Describe programmatic and institutional goals for diversity. Evaluate the clarity of the medical school’s definition of the specific groups whose representation in the student body, faculty and staff add value to the learning environment. Evaluate the success of the medical school in developing programs to support the achievement of its goals for appropriate diversity among its students, faculty, and staff. Evaluate the factors contributing to the success (or its lack) of programs designed to support the school’s diversity goals. Assess how well institutional diversity contributes to the educational environment and prepares students for meeting the health care needs of a diverse society.
Survey Report Guide
Standard IS-16, one of two relatively new standards related to diversity (see also standard MS-8), is modeled on, among other sources of information, the AAMC publication entitled, Roadmap to Diversity: Key Legal and Educational Policy Foundations for Medical Schools (2008). IS-16, introduced in 2009, requires that a medical education program have a policy that explicitly defines the specific groups whose members the institution seeks to employ among its faculty and staff and to enroll in its student body because representation from those groups would bring "added value" to the learning environment for all participants. Some schools mistakenly provide their affirmative action policy when asked for their diversity policy; this approach is not sufficient and will lead to a non-compliance citation. An affirmative action policy protects against unlawful discrimination in hiring and student selection; a diversity policy is positive in its approach to hiring and selection.
Please note that, in the table in database question c for standard IS-16, the school is asked to report data "regarding the percentage of enrolled students and employed faculty and staff in each of the categories included in the institution's definition of diversity." If the school's policy is not explicit regarding which groups would bring added value to the learning environment, then the school would be unable to complete this table.

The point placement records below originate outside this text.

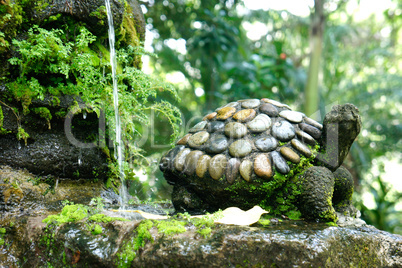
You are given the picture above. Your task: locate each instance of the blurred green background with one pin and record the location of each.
(310, 55)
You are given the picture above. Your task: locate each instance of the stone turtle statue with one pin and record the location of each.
(260, 152)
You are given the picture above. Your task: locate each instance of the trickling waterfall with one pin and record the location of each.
(118, 146)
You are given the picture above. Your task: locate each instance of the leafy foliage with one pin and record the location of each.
(360, 65)
(80, 67)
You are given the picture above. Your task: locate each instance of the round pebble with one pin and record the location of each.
(232, 170)
(240, 148)
(283, 130)
(266, 144)
(202, 165)
(276, 103)
(262, 166)
(190, 164)
(290, 155)
(244, 115)
(246, 170)
(210, 116)
(180, 159)
(299, 146)
(216, 126)
(250, 103)
(198, 127)
(294, 117)
(305, 137)
(312, 122)
(233, 104)
(309, 129)
(184, 140)
(280, 163)
(225, 113)
(198, 139)
(217, 166)
(216, 144)
(235, 130)
(269, 109)
(261, 123)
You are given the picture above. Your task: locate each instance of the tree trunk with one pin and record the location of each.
(316, 42)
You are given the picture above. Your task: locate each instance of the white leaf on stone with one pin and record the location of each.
(231, 215)
(236, 216)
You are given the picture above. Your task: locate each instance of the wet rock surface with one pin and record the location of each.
(56, 151)
(282, 243)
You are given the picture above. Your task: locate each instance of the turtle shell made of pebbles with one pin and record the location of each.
(244, 139)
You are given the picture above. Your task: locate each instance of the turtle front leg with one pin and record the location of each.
(186, 201)
(343, 192)
(315, 202)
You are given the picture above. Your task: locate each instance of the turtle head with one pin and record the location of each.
(341, 127)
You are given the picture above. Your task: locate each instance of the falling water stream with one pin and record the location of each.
(118, 147)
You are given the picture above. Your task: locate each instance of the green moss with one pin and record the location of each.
(280, 193)
(264, 222)
(22, 135)
(142, 236)
(100, 14)
(96, 229)
(44, 113)
(171, 227)
(205, 232)
(331, 224)
(294, 215)
(105, 219)
(70, 213)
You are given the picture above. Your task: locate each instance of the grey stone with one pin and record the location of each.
(240, 148)
(312, 131)
(262, 166)
(180, 159)
(250, 103)
(269, 109)
(225, 112)
(190, 163)
(266, 144)
(312, 122)
(215, 126)
(168, 159)
(260, 123)
(217, 166)
(216, 144)
(198, 127)
(290, 155)
(233, 104)
(299, 146)
(292, 116)
(202, 165)
(283, 130)
(306, 138)
(246, 169)
(232, 170)
(280, 163)
(244, 115)
(198, 139)
(184, 140)
(235, 130)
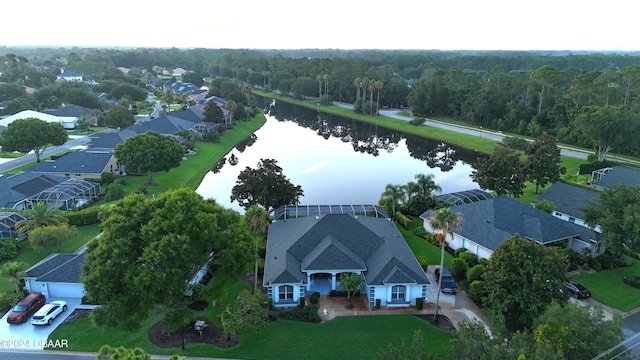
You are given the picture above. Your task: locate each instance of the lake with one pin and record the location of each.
(339, 161)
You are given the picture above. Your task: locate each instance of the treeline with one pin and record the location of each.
(584, 99)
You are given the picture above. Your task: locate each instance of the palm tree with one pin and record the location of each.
(168, 97)
(40, 214)
(371, 87)
(257, 219)
(378, 85)
(357, 83)
(231, 106)
(319, 78)
(350, 283)
(393, 193)
(14, 271)
(410, 190)
(446, 221)
(427, 186)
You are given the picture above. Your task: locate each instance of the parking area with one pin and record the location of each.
(30, 337)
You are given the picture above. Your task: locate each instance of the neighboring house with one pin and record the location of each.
(73, 111)
(57, 276)
(82, 164)
(20, 191)
(67, 122)
(310, 253)
(488, 223)
(66, 75)
(568, 200)
(617, 175)
(8, 222)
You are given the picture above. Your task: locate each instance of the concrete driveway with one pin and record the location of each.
(30, 337)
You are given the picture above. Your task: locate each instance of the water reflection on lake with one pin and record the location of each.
(339, 161)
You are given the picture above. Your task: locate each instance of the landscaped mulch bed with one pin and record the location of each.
(210, 335)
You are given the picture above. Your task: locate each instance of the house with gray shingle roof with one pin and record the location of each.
(568, 201)
(82, 164)
(57, 276)
(617, 175)
(488, 223)
(309, 253)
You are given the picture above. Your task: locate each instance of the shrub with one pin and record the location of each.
(423, 261)
(106, 177)
(632, 281)
(470, 258)
(315, 297)
(8, 249)
(402, 220)
(420, 231)
(417, 121)
(459, 268)
(84, 217)
(458, 251)
(476, 291)
(516, 143)
(8, 299)
(306, 314)
(475, 273)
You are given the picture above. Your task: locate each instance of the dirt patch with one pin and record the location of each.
(78, 314)
(443, 322)
(211, 335)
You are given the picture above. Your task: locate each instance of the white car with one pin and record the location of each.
(48, 313)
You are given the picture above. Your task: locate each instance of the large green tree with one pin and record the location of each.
(118, 117)
(150, 249)
(148, 153)
(31, 134)
(247, 313)
(503, 172)
(617, 211)
(266, 186)
(14, 271)
(543, 161)
(522, 279)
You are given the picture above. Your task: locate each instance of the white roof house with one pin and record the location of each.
(67, 122)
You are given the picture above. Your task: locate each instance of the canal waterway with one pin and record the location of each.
(339, 161)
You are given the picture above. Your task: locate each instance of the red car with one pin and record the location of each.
(25, 308)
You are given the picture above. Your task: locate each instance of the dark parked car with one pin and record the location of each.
(577, 290)
(25, 308)
(448, 284)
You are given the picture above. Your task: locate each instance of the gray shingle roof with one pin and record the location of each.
(568, 199)
(625, 175)
(83, 161)
(16, 188)
(339, 242)
(490, 222)
(66, 268)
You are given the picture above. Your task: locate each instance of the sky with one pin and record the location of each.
(326, 24)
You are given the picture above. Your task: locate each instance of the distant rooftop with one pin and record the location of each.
(295, 211)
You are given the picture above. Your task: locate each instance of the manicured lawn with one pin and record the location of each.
(192, 170)
(420, 247)
(32, 256)
(281, 340)
(607, 287)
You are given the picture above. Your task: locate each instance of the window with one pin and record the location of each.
(398, 293)
(285, 293)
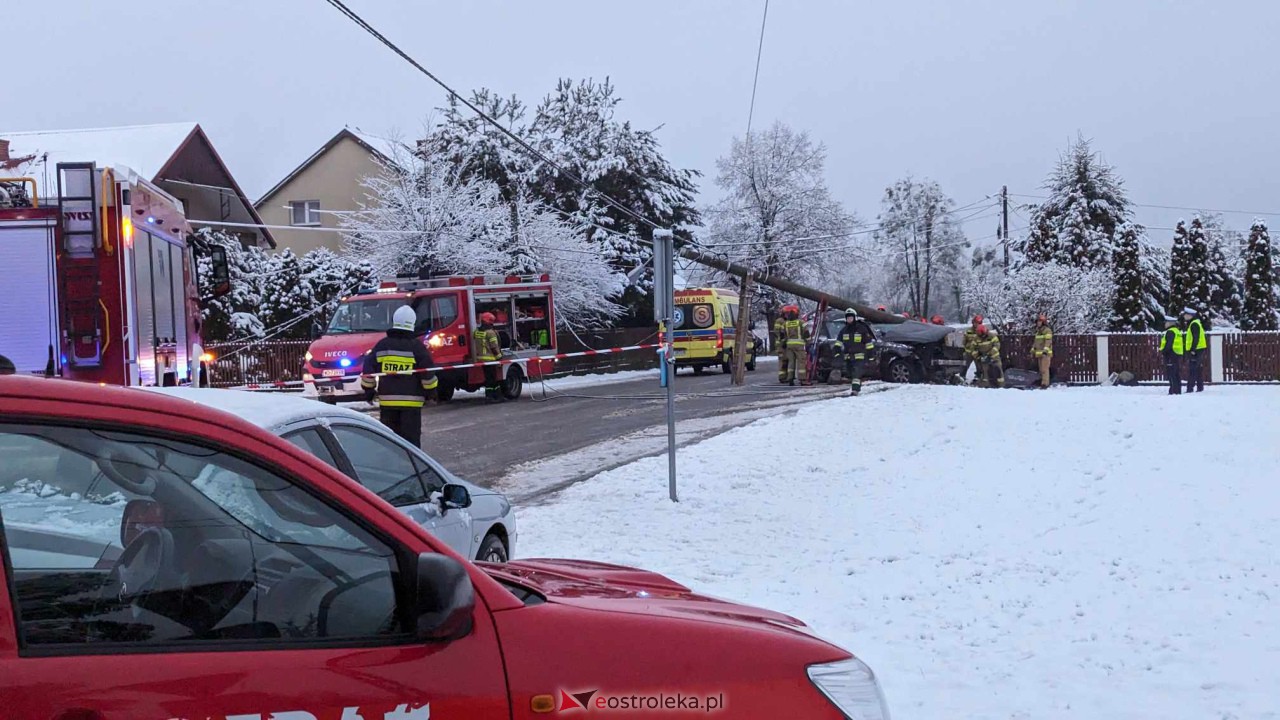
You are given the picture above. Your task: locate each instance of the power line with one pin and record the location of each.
(617, 204)
(1169, 206)
(755, 81)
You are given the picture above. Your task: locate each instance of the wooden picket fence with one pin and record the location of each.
(1087, 359)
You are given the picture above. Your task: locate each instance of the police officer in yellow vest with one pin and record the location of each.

This approach replaces prior attempts to address diversity based on remediating historic discrimination against specific societal groups, and it is certainly not about establishing a quota-based system of enrollment or faculty or staff hiring. Both of these approaches are legally untenable. In addition, the fact that IS-16 is located in the Institutional Standards section of the Functions and Structure of a Medical School document reflects the fact that this standard is not solely about student diversity, but rather that it requires a school-wide policy defining the desired elements of diversity among students, faculty, and staff. Different types of diversity can be defined for faculty, staff, and students. Exemplary policies will specifically refer to the presence of individuals from these designated groups because their presence will enhance the learning environment for all participants and enhance the potential for physician graduates to choose to address health care inequities in today's society.
The designated groups may well include persons from groups that are currently underrepresented in medicine, but IS-16 also permits schools to include other groups in its diversity definition (e.g., first-generation college students, financially disadvantaged students, students from rural backgrounds, GLBT students, members of specific racial and ethnic groups, etc.).
This standard does not specifically define "staff"; this is also left up to the school. "Staff" could include residents and house staff and/or members of the support/administrative staff. Standard MS-8 standard extends this concept by requiring that the school engage in partnerships or pipeline programs to increase the national pool of applicants from these "value added" groups.